У малышки проблемы. Она не может схватиться ротиком за сосок. Мне никто не говорил, что такое бывает. Я уже начинаю думать, что я — первая и единственная в мире женщина с нестандартными сосками. Медсестра пытается мне помочь. Засунув в карман пачку салфеток, она разминает мне грудь. Она невысокая, пухленькая, очень смуглая. Ходит в белом халате с синими пуговицами. Она заплетает волосы в тугую косу, но непослушные кудряшки все равно выбиваются отовсюду. Она мнет мою грудь, обвисшую мертвым грузом.

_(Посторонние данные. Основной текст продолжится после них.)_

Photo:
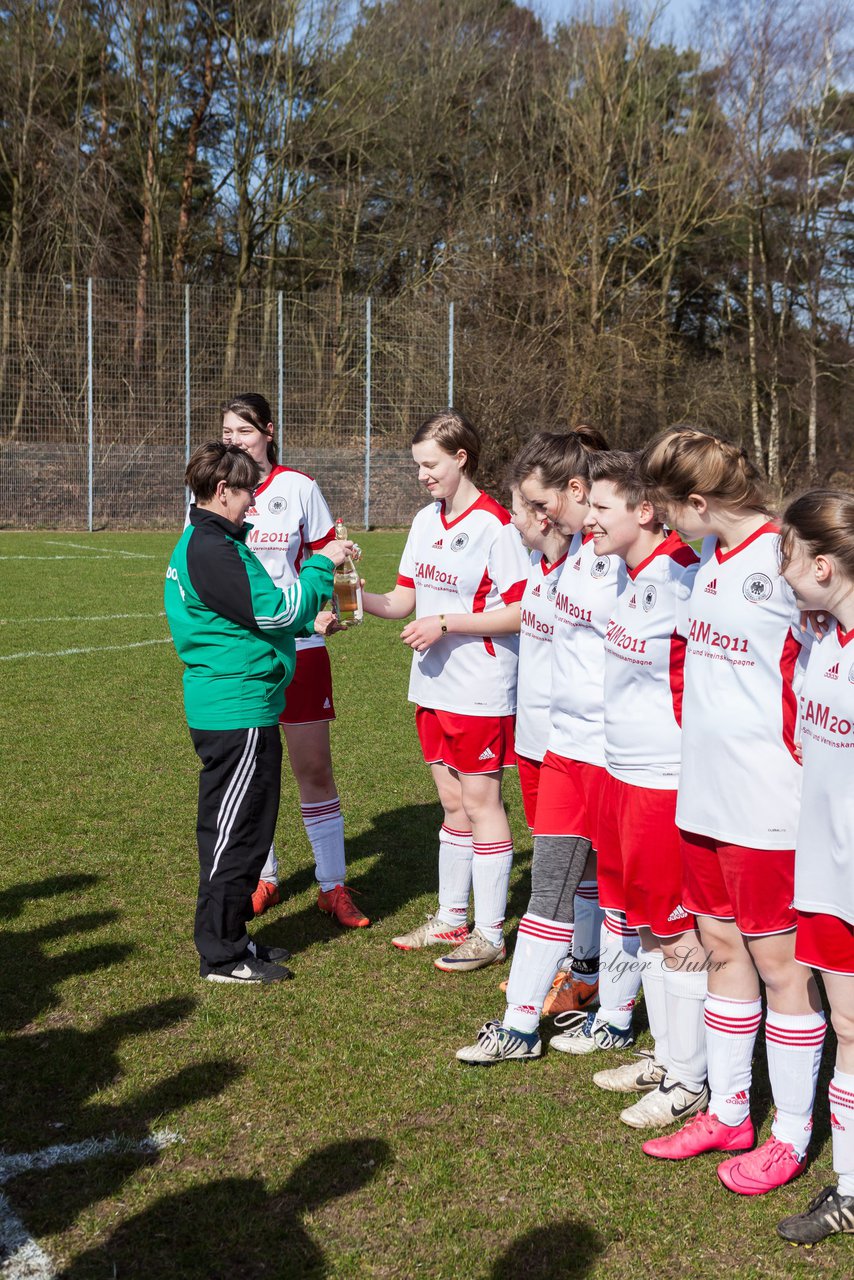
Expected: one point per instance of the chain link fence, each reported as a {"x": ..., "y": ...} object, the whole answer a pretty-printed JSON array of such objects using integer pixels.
[{"x": 105, "y": 392}]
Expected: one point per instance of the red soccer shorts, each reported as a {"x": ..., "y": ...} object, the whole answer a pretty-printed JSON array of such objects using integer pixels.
[
  {"x": 529, "y": 777},
  {"x": 309, "y": 695},
  {"x": 569, "y": 798},
  {"x": 469, "y": 744},
  {"x": 825, "y": 942},
  {"x": 754, "y": 887},
  {"x": 640, "y": 865}
]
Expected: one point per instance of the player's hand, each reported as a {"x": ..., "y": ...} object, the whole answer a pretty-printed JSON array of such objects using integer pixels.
[{"x": 421, "y": 634}]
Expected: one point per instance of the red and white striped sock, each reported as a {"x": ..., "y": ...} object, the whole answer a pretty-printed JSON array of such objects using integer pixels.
[
  {"x": 489, "y": 880},
  {"x": 731, "y": 1028},
  {"x": 325, "y": 831},
  {"x": 455, "y": 874},
  {"x": 620, "y": 972},
  {"x": 540, "y": 945},
  {"x": 794, "y": 1043},
  {"x": 841, "y": 1127}
]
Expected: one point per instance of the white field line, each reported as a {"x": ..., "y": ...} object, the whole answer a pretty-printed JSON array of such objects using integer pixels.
[
  {"x": 95, "y": 617},
  {"x": 22, "y": 1257},
  {"x": 103, "y": 551},
  {"x": 69, "y": 653}
]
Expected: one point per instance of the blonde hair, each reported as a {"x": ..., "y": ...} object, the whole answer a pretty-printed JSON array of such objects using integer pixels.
[{"x": 683, "y": 461}]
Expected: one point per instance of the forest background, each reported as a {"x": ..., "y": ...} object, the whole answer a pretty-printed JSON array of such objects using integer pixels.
[{"x": 633, "y": 234}]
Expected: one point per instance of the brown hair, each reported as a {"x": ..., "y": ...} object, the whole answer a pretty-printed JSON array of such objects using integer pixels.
[
  {"x": 558, "y": 457},
  {"x": 621, "y": 467},
  {"x": 452, "y": 432},
  {"x": 684, "y": 460},
  {"x": 217, "y": 461},
  {"x": 823, "y": 521},
  {"x": 255, "y": 410}
]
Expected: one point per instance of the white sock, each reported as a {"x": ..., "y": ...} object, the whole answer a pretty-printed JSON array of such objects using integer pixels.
[
  {"x": 455, "y": 874},
  {"x": 588, "y": 927},
  {"x": 652, "y": 977},
  {"x": 794, "y": 1043},
  {"x": 731, "y": 1028},
  {"x": 619, "y": 972},
  {"x": 270, "y": 871},
  {"x": 841, "y": 1127},
  {"x": 684, "y": 1001},
  {"x": 491, "y": 867},
  {"x": 325, "y": 831},
  {"x": 540, "y": 945}
]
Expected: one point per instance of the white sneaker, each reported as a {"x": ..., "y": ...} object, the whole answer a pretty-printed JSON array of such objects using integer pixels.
[
  {"x": 668, "y": 1104},
  {"x": 498, "y": 1043},
  {"x": 433, "y": 933},
  {"x": 475, "y": 952},
  {"x": 633, "y": 1077}
]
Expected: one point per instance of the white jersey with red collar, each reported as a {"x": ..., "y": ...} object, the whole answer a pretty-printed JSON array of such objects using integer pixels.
[
  {"x": 643, "y": 668},
  {"x": 825, "y": 858},
  {"x": 290, "y": 520},
  {"x": 583, "y": 606},
  {"x": 534, "y": 688},
  {"x": 740, "y": 778},
  {"x": 469, "y": 565}
]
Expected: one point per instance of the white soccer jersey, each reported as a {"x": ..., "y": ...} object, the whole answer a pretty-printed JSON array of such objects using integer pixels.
[
  {"x": 583, "y": 606},
  {"x": 643, "y": 668},
  {"x": 740, "y": 778},
  {"x": 534, "y": 688},
  {"x": 825, "y": 858},
  {"x": 469, "y": 565},
  {"x": 290, "y": 520}
]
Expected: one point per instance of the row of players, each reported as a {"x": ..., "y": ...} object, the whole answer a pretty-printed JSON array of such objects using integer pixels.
[{"x": 657, "y": 726}]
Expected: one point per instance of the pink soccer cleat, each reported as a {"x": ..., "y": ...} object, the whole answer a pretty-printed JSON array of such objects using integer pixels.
[
  {"x": 702, "y": 1133},
  {"x": 771, "y": 1165}
]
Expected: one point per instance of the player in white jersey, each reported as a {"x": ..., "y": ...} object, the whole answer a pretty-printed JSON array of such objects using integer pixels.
[
  {"x": 640, "y": 871},
  {"x": 738, "y": 808},
  {"x": 818, "y": 565},
  {"x": 462, "y": 572},
  {"x": 290, "y": 521}
]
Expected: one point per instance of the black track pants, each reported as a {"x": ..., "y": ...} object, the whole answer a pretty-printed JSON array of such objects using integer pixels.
[{"x": 238, "y": 803}]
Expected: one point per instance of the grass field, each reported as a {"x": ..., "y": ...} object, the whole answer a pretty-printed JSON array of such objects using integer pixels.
[{"x": 325, "y": 1128}]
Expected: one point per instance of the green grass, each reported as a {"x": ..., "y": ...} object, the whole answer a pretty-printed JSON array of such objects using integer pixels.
[{"x": 327, "y": 1128}]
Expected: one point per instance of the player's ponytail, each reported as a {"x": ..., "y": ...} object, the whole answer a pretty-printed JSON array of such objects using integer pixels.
[
  {"x": 822, "y": 520},
  {"x": 683, "y": 461}
]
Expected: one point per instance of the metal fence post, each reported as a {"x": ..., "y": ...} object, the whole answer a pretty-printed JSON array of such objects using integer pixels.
[
  {"x": 281, "y": 376},
  {"x": 368, "y": 407},
  {"x": 90, "y": 401}
]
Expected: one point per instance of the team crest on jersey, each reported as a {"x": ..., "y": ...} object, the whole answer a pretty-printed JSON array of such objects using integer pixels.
[{"x": 757, "y": 588}]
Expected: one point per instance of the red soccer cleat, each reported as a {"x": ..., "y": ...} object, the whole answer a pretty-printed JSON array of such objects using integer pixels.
[{"x": 702, "y": 1133}]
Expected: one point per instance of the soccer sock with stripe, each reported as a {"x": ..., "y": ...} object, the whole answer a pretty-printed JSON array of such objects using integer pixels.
[
  {"x": 684, "y": 1005},
  {"x": 588, "y": 927},
  {"x": 489, "y": 880},
  {"x": 540, "y": 945},
  {"x": 731, "y": 1028},
  {"x": 841, "y": 1127},
  {"x": 455, "y": 874},
  {"x": 325, "y": 831},
  {"x": 619, "y": 972},
  {"x": 794, "y": 1043}
]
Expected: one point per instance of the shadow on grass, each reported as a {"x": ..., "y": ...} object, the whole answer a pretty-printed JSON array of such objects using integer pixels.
[
  {"x": 236, "y": 1226},
  {"x": 565, "y": 1249}
]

Я даже не знаю, что тяжелее: собственно роды или кормление грудью. Да, боль от родовых схваток не имеет аналогов на земле, но она все-таки прекращается. А кормить дочку грудью мне предстоит еще долго.
И это лишь первый день.
Мои груди разбухли и стали в два раза больше обычного. Мое влагалище разворочено, как поле боя.
Это произошло в одночасье или я всегда была чуть кривоватой? Перед глазами расходятся тонкие линии, похожие на серебристые ниточки паутины. Может быть, они тоже были всегда, просто раньше я их не замечала? Мои соски потемнели и стали огромными, точно блюдца. Кожа трескается и кровоточит. Перед сном я перетягиваю грудь бинтом, чтобы она не терлась о ткань ночной рубашки.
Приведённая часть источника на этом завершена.